[SIGMETRICS] Continuous multi-metric research assessment

From: Stevan Harnad <harnad_at_ecs.soton.ac.uk>
Date: Fri, 16 Nov 2007 14:17:09 +0000

Adminstrative info for SIGMETRICS (for example unsubscribe):
http://web.utk.edu/~gwhitney/sigmetrics.html

On Fri, 16 Nov 2007, Jonathan Adams (Director, Evidence Ltd) wrote:

> Stevan
> Following on from your comments at the end of last week (below) I agree
> that it is possible tentatively to pick out 'over-production' of poor
> quality papers (although I am less optimistic about the comprehensive
> analytical detection of publication abuse you foresee).

Jonathan,

I think you may be greatly underestimating (1) the power of multivariate
(as opposed to univariate) analysis, validation and weighting as well
as (2) the power of open access (i.e., online, public, pervasive,
continuous, and dynamic) metrics.

You get a completely different sense of what is possible, and how, if
you think in terms of:

    (i) individual, isolated metrics, assessed at long intervals under
    closed scrutiny (like the current RAEs)

or if you think instead in terms of:

    (ii) a large (possibly growing) battery of candidate metrics,
    assessed jointly and continuously rather than at long intervals,
    with the contribution of each metric to their joint predictive power
    initially validated against existing criteria that have been relied on
    before (such as the RAE panel rankings) and then updated dynamically,
    field by field, by adjusting the weights on each component metric
    -- and always under open scrutiny.

Not only can "overproduction" of lightweight papers be detected and
weighted by simply profiling on the joint relation between (say) the
article count, the article citation count, the journal citation average
("impact factor") and the journal download count -- but so can other
anomalous or abusive profiles be detected, exposed, and penalized
and discouraged through weighting.

> By contrast to over-production, do you think that an assessment system
> that looks at total output would run the risk of suppressing outputs
> that might be predicted to be cited less frequently?

Not unless it is decided (for some unknown a-priori reason!) that a
profile consisting of N highly cited papers plus M less cited papers is
to be given a lower weight that a profile consisting of N highly cited
papers plus 0 less cited papers!

> UK research assessment currently looks at four outputs per researcher,
> usually selected by the individual as their best research.

That, of course, was a foolish, arbitrary constraint all along: It
was (well-meaningly) intended to minimise both salami-slicing and the
number of papers the panel would have to read. But of course continuous
OA metrics solve both problems, as they can detect and weight the
salami-slicing profile, and panel-reading (after the validation phase)
is no longer a factor, except as a periodical higher-level check on
the continuous, dynamic weightings and profiles. (So let all papers
be considered, continuously, and let 1000 metrics bloom, under open
peer scrutiny, and panel monitoring and weight calibration!)

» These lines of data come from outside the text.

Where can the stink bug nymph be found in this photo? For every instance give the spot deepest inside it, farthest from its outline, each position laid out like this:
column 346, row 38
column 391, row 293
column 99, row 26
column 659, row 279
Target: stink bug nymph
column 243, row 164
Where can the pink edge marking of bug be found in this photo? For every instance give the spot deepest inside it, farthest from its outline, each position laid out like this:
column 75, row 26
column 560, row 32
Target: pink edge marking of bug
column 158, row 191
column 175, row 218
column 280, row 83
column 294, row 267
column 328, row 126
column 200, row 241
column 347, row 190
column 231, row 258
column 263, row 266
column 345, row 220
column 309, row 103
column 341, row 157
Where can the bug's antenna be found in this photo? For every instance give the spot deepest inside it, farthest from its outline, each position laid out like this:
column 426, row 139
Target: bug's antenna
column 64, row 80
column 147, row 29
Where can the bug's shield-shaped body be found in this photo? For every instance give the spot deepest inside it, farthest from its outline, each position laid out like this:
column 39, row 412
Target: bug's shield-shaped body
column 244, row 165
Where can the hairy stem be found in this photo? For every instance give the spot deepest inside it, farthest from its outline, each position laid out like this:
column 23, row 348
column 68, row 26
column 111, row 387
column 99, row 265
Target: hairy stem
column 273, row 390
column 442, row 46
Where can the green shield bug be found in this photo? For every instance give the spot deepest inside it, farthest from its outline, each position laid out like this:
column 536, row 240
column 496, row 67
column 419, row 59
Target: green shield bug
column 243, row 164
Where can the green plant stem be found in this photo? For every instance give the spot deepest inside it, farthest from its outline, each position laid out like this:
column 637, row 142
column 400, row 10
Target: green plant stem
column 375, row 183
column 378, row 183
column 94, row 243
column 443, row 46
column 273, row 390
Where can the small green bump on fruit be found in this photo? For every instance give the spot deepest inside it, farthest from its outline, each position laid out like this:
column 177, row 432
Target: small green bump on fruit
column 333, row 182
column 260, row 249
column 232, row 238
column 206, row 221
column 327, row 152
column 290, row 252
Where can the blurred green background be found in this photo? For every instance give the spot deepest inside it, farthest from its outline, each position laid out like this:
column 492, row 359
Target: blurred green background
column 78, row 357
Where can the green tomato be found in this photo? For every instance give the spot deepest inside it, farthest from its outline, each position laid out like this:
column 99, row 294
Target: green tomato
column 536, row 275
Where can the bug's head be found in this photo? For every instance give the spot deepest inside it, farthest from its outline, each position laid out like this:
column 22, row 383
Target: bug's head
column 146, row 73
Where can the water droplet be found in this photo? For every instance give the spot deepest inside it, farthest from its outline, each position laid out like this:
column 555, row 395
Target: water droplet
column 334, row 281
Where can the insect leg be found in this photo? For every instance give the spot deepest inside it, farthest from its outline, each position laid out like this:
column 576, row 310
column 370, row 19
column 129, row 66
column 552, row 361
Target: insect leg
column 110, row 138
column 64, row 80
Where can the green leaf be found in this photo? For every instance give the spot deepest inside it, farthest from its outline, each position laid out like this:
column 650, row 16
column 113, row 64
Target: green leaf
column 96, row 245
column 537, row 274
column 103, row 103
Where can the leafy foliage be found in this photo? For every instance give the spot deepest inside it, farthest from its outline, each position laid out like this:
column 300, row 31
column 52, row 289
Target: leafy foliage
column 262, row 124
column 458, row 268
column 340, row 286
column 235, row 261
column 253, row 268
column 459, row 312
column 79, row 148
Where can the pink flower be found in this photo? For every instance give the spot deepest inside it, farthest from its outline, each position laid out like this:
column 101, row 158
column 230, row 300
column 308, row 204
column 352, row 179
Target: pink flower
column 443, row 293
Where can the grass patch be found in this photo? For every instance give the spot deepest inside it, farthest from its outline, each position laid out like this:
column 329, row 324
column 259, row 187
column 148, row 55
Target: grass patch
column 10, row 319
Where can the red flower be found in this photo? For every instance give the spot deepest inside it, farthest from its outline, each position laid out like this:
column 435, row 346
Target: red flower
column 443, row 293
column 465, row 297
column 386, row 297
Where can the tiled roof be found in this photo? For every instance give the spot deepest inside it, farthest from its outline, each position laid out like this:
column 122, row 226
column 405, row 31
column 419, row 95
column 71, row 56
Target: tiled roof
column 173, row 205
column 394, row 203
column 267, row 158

> The proposal is that post-2008 the metrics assessment would be of all
> output, creating a profile and then deriving a metric derived from that.

"A" metric? Or a battery of metrics? (The "h-index" and its ilk are all
examples of a-priori, unvalidated, fixed, 1-number metrics; what is
needed is a rich multiple regression equation, with adjustable weights,
validated initially against the 2001 and 2008 RAE panel rankings. You
can add prewired metrics like the h-index to the battery, but don't use
them *instead* of a weighted, multimetric battery.)

> Is there a risk that researchers, realizing that outputs aimed at
> practitioners often appear in relatively lower impact journals, would
> then tend to reduce the number of papers they produced aimed at
> transferring knowledge from the research base and concentrate on outputs
> targeted at high-impact journals in the research-base core? They
> would expect by doing so to avoid dilution of their citation average.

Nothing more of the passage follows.